Especias

Las especias son generalmente partes secas de las plantas, ya sea semillas, bayas, raíces, vainas, capullos, corteza, o tallos.

Se utiliza la parte de la planta que contiene el aroma.

Cómo se usan y cómo se guardan

Las especias deben guardarse en recipientes con cierre hermético en un armario, para que no les de la luz. Pierden aropma y sabor con el tiempo, por eso se recomienda descartar las que han estado guardadas más de 8 meses.

El resultado suele ser más intenso cuando las especias se muelen justo antes de usarlas en la cocina. Se puede utilizar un mortero, un molinillo de especias, o un molinillo de café reservado sólo para este uso. Un molinillo de especias es útil para moler granos de pimienta o semillas de cilantro. Un molinillo de café es una herramienta útil cuando se muelen especias en gran cantidad. También puede utilizarse una licuadora, añadiendo un poco del caldo de cocción.

Algunas semillas deben tostarse ligeramente antes de molerse.

Las especias realzan o cambian el sabor de los alimentos a los que se incorporan. Las técnicas de cocina no cambian mucho de un país a otro, y normalmente son el resultado del tipo de combustible disponible. Son las especias y condimentos que se añaden al cocinar los elementos que construyen el perfil de sabor que se identifica con un tipo particular de cocina y con una cultura.
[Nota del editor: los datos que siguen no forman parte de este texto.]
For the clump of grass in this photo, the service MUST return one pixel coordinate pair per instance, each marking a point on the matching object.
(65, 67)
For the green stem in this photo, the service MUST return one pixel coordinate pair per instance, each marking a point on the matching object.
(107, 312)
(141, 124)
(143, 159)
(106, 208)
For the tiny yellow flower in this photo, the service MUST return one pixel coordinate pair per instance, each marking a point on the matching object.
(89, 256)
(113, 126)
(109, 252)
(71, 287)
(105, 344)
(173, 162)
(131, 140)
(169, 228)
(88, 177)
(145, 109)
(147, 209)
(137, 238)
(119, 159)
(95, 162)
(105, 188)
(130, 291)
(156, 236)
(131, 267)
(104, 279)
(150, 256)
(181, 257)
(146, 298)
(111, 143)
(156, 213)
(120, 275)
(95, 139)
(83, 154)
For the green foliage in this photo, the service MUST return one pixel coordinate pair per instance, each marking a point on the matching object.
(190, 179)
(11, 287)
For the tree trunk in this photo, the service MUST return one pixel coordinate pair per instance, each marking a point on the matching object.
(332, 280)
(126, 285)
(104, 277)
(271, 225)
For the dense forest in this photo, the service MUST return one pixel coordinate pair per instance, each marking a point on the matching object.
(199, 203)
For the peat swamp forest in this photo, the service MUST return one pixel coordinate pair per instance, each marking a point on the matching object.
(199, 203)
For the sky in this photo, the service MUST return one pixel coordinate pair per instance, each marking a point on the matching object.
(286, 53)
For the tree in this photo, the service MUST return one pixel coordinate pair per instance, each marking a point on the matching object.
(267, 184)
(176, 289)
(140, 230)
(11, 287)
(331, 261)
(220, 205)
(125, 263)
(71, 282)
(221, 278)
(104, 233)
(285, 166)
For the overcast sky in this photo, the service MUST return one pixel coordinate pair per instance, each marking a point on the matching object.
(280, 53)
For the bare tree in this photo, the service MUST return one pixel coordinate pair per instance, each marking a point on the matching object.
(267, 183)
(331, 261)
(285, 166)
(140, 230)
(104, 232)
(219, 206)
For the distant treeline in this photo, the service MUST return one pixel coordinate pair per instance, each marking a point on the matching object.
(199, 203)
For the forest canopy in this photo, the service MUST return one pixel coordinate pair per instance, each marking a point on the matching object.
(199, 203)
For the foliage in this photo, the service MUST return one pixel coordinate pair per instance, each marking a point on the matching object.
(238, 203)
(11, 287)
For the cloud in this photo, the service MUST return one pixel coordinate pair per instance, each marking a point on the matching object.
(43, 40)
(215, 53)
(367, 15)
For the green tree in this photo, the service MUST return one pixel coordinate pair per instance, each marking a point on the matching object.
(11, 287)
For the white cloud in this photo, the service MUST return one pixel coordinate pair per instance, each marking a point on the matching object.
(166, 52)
El tipo de especias a guardar en la despensa depende del gusto persobal y del tipo de platos que se cocinen. La pimienta, blanca o negra, es un condimento esencial que siempre acompaña a la sal. El pimentón añade color y sabor a muchos platos, y es un condimento esencial en algunos sofritos. El cómino y el cilantro permiten añadir sabores interesantes a las comidas, y nos hacen cambiar de entorno sin movernos de la cocina. La nuez moscada y el clavo de olor se utiliza en platos salados, pero también en mezclas de especias para repostería. La canela es la especia favorita para platos dulces, acompañada a veces del jengibre o la pimienta de Jamaica.